Advertisement

Bible Bob, the LAPD and Freedom

Share

Bible Bob. Reverend Bob. Chief of the God Squad.

All of these are nicknames for Los Angeles Assistant Police Chief Robert L. Vernon, the LAPD’s second-in-command, whose fundamentalist Christian beliefs have touched off an increasingly bitter controversy.

For years, the word in the department and in City Hall was that the best way to win promotions and good assignments was to accept Vernon’s religious views. As retired Assistant Chief Jesse A. Brewer put it, “He’s head of the God Squad, as we refer to it. . . . It’s commonly known that the way you get ahead as far as Vernon is concerned is to become aligned with his church or to profess that you are born again.”

In June, City Councilman Zev Yaroslavsky demanded that the Police Commission find out whether Vernon’s views interfered with his ability “to perform official duties fairly and without bias.” The commission ordered the Police Department to investigate. With the review still uncompleted, Vernon filed a $10-million suit early this month charging that his religious freedom was being violated.

Advertisement

Some of his enemies are laughing over that one. Bible Bob, who supervised an LAPD police intelligence squad that trampled on the civil rights of political liberals, is now saying that his own civil rights are being abridged.

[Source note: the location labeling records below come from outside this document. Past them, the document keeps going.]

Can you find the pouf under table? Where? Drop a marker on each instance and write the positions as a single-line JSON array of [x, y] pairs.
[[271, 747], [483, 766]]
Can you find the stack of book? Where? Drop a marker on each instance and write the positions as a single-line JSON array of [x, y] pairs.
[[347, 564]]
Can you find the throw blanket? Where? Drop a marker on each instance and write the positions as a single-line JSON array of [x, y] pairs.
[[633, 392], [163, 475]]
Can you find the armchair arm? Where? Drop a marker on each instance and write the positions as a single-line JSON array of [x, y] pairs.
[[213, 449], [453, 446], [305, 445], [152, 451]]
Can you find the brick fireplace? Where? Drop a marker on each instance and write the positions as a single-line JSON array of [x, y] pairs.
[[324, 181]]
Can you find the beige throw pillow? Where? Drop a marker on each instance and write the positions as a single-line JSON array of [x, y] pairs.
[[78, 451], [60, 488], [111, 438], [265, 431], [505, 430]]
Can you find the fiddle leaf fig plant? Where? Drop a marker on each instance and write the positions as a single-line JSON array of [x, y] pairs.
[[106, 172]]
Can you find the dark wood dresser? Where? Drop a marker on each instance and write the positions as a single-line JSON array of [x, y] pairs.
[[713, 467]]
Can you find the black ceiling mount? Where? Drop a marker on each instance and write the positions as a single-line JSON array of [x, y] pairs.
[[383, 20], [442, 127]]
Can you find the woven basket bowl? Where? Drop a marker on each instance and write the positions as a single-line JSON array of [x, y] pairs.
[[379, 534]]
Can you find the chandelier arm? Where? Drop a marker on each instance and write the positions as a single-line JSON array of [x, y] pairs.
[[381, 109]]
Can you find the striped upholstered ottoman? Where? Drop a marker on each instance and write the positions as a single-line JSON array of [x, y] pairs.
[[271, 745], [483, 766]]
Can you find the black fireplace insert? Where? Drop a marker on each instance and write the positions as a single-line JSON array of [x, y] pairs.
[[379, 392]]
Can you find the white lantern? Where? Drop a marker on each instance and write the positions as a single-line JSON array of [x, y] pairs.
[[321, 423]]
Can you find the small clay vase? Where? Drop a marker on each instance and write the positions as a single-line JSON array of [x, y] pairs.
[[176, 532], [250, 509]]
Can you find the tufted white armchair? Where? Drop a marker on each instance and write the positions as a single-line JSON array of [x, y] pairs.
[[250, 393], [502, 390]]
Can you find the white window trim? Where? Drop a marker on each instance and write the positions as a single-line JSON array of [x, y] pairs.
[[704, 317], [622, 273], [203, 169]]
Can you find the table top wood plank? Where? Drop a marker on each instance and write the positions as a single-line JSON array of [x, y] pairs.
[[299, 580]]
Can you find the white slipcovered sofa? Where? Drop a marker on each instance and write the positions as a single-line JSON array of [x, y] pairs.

But Vernon’s laughing, too. Among the people he says are trodding on his rights are two of the city’s most tenacious civil libertarians, Yaroslavsky and the president of the Board of Police Commissioners, Stanley Scheinbaum.

That irony, alone, makes Vernon vs. the City of Los Angeles a fascinating case. But beyond the irony, there’s the question of his right to worship free from municipal snoopers.

It’s a guarantee fundamental to our democracy, assured by the 1st Amendment. If the City Hall bureaucrats start investigating Bible Bob’s religion, who knows where they’ll stop?

I discussed this point with one of Vernon’s lawyers.

He’s William Bentley Ball of Scranton, Pa. Ball, who is teaming up with Los Angeles attorney David Casterline, is an expert on freedom of religion. In the 1970s, he won a famous case in the U.S. Supreme Court, defending Amish who had been prosecuted by Wisconsin for refusing to send their children to public school.

The 1st Amendment, assuring religious freedom, forbids government from investigating citizens’ religious practices, Ball said. But, he added, the Vernon case began with a demand for such an inquiry--Yaroslavsky asking the Police Commission to review whether Vernon’s views “may be improperly shaping the operations and policies of the Los Angeles Police Department.”

Advertisement

As Ball put it in his brief: “The charter of the investigation is not to check out Chief Vernon’s performance in his job. It is to check out how his religion may relate to that performance. That means . . . that the Board (of Police Commissioners) will have to familiarize itself with his religion. It will need to know the tenets of his church and . . . whether he observes those tenets.”

What of the Jewish officer, Ball asked, “who might have unusual religious sensitivity concerning citizens whom he suspects of hate crimes?”

As we talked about that example, I thought of a hypothetical case and I asked Ball about it. What if a hate group had painted swastikas on a San Fernando Valley synagogue and the leader of that congregation happened to be the LAPD’s Valley commander? What if the commander ordered his troops to wipe out the hate group’s headquarters?

Ball said such action would obviously be illegal and should be investigated. But the investigation, he said, should not start by asking whether the commander’s religion shaped his decision.

The same holds true in the Vernon case, Ball said. If city officials believe that he is breaking the law and department regulations in the way he hires and promotes people, they should investigate those practices. But the investigation shouldn’t start with his religion.

These arguments don’t make much of an impression in City Hall, where defending Bob Vernon isn’t politically correct. Political spokesmen and spokeswomen representing gay men, lesbians and ethnic minorities have long blamed him for the heavily white male composition of the LAPD.

Advertisement

Vernon has also waged many battles with the council over appropriations and policy. And when Vernon fights with the council, he definitely acts as though he thinks God is on his side.

None of this will matter when the case opens in federal court here Dec. 2.

All that will matter is whether the city’s investigation is trampling on Robert Vernon’s religious freedom and his right to be Bible Bob.